Haunting, Melodic and Inspired: EMMY ROSSUM’S EP Packs Surprising Depth

     August 17, 2007

Written by Paul Stuart

Perhaps it the Curse of David Hasselhoff, but it appears every Hollywood starlet longs for a backbeat these days. More alarming is the fact these records sell…millions strong, in fact. Blame it on a celebrity culture combined with a dash of American Idol, but the line between singer and screen appears dotted, at best.

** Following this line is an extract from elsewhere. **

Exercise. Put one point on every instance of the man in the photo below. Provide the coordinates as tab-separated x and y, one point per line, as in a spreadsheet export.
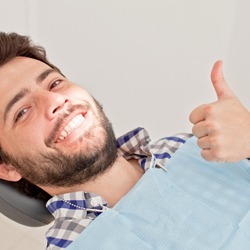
55	136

Insert 21-year old Emmy Rossum, arguably best known for her star role in 2004’s movie version of Andrew Lloyd Weber’s ‘Phantom of the Opera.’ Rossum’s surprisingly robust vocal performance contrasted strongly with Gerald Butler’s on-screen audible blasphemy as the Phantom. Not to mention she’s easy on both the ears and eyes.

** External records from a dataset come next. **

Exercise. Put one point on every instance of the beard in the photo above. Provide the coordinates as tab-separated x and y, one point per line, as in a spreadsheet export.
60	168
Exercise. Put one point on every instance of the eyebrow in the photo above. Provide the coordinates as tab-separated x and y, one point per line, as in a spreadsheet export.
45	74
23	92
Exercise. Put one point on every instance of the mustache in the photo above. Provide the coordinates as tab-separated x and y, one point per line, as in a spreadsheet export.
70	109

Rossum parlayed this performance – one which resulted in a Golden Globe nomination plus 4 smaller film awards – into a 3-song, Geffen Records EP entitled ‘Inside Out.’

Expecting the worst produced the opposite effect: this is one terrific EP. ‘Inside Out’ can best be described as a synergy between Imogen Heap (albeit less electronic) and Sarah McLachlan (sans tighter lyrics), a beautiful mesh of sampled voices and harmonized flow. The similarities to Heap are so strong, skeptics tout artistic rip-off between the two. I’ll let you be the judge.

‘Slow Me Down’ is the EP’s first track, and perhaps its best. A spoken word lullaby of beautiful harmony carries a song that longs for greater length. ‘Stay’ echoes the McLachlan feel alluded to above, the complex percussion accompaniment gently in tune with lyrical high points. In hearing this song, I couldn’t help but recall McLachlan’s terrific 1997 album ‘Surfacing.’ Simply put, this song flows. Finally, the Imogen Heap influence comes out to play in ‘Falling.’ Funky, re-sampled, and with an edge; this is Rossum at her finest and likewise the EP’s most radio friendly song.

Still, ‘Inside Out’ is not perfect. Lyrics are shallow, and Rossum – while a pleasure to listen to – never truly commits herself to the EP. To elaborate, more individualism and less sampling would go a long way. I left ‘Inside Out’ hoping this an appetizer to a more bountiful melodic entrée. A great start, however, for a first time artist.